自己主張が苦手、頼まれた仕事を断れない、人に会うと気疲れする――。なぜ私たちは自分の気持ちより他人にどう思われるかを優先して、心身をすり減らしてしまうのか?
NHK「あさイチ」の出演でもおなじみの臨床心理士、中島美鈴さんが人の評価や愛情に依存せずに「身軽に生きる技術」を、具体的かつ明快に示した新書、『「人の期待」に縛られないレッスン』が発売されました。
今回はその発売を記念し、本書の内容の一部を特別公開します。


はじめに

 人間関係の中で、いつも誰かの期待に応えようとして無理をしている。あるいは、いつも誰かが期待するキャラクターを演じてしまい、モヤモヤしている。そんなふうに感じることはないでしょうか?
 もちろん、人の期待に応えるのは悪いことではありません。しかし、そのために自分らしく生きられず、苦労ばかり背負い込んでいるとしたら……そういう生き方は少し修正したほうが良さそうです。

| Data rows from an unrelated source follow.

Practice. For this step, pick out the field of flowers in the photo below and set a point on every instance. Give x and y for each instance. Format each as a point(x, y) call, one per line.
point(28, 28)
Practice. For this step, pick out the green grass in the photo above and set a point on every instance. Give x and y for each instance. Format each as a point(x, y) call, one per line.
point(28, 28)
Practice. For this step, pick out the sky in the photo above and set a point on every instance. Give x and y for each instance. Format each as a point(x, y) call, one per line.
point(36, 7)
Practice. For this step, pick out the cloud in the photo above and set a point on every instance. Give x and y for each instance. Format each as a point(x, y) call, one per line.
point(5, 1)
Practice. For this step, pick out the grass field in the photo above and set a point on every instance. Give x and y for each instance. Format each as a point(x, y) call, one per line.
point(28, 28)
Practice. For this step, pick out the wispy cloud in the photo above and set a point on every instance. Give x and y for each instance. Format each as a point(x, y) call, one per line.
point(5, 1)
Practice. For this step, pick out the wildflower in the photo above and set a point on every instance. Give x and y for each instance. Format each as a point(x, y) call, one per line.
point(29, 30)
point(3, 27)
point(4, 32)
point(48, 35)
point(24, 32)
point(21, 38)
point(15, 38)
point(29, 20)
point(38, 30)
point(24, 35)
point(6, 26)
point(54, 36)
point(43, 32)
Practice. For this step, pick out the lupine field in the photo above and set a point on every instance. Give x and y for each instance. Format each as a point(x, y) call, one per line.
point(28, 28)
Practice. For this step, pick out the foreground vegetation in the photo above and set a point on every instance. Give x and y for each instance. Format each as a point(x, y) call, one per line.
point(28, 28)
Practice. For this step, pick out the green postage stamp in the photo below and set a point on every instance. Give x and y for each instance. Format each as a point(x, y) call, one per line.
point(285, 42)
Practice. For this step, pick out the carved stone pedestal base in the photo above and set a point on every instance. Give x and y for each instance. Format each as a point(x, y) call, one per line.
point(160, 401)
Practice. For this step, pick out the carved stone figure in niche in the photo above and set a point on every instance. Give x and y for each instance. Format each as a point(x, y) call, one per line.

 はじめまして。私は公認心理師・臨床心理士の中島美鈴と申します。九州大学人間環境学研究院で認知行動療法の研究を行うかたわら、カウンセラーとしても活動しています。
 私のカウンセリングを受けにこられる方々は、さまざまな理由で「生きづらさ」を抱えていらっしゃるのですが、なかでも多いのが前述のようなタイプです。いつも一生懸命、誰かの期待に沿うように生きている。自分がどうしたいか、どう振る舞いたいかよりも、他人にどう思われるかを優先してばかりいる。そのために生きるエネルギーを奪われて、ヘトヘトになってしまっているのです。
 そういうとき、ご本人は「周囲の期待に応えてよくやっている」とは自己評価できていません。むしろ「私は人の期待に応えられていない」「だらしがない、ダメな人間だ」などと思っていらっしゃることがよくあります。
 仮に期待に応えられても、ご本人が望むような評価や愛情は得られなかったり、得られたとしても、いつも精一杯頑張ることを余儀なくされていたりするケースも少なくありません。まるで自分の中に鬼コーチがいるかのようです。
 それゆえに、もっと誰かの期待に応えようとして、相手にどう思われるかを気にして、どんどん自分らしい生き方から遠ざかっていく……。
 そうなっていると気づいたとき、どうすればいいでしょうか?
 その対処法はさまざまに考えられるのですが、本書では認知行動療法に基づく対処法を紹介していきます。

 認知行動療法とは、ごく簡単にいえば、物事の捉え方(認知)と対処の仕方(行動)を見直すことで生きづらさを解消していくカウンセリング手法です。1960年頃にアメリカの精神科医アーロン・ベックが開発し、現在ではうつ病をはじめ、不安障害やパニック障害など、さまざまな心の問題の改善に用いられています。
 人の期待(あるいは人の期待を感じさせる状況)をどう捉え、どう対処するかという問題も、認知行動療法と相性が良いテーマです。
 また、人の期待に縛られている状態は、他人を優先しようとしすぎる「自己犠牲グセ」や、自分に厳しすぎる「完璧主義」などにも通じています。こうした問題についても、認知行動療法に基づく対処法を示していくことになるでしょう。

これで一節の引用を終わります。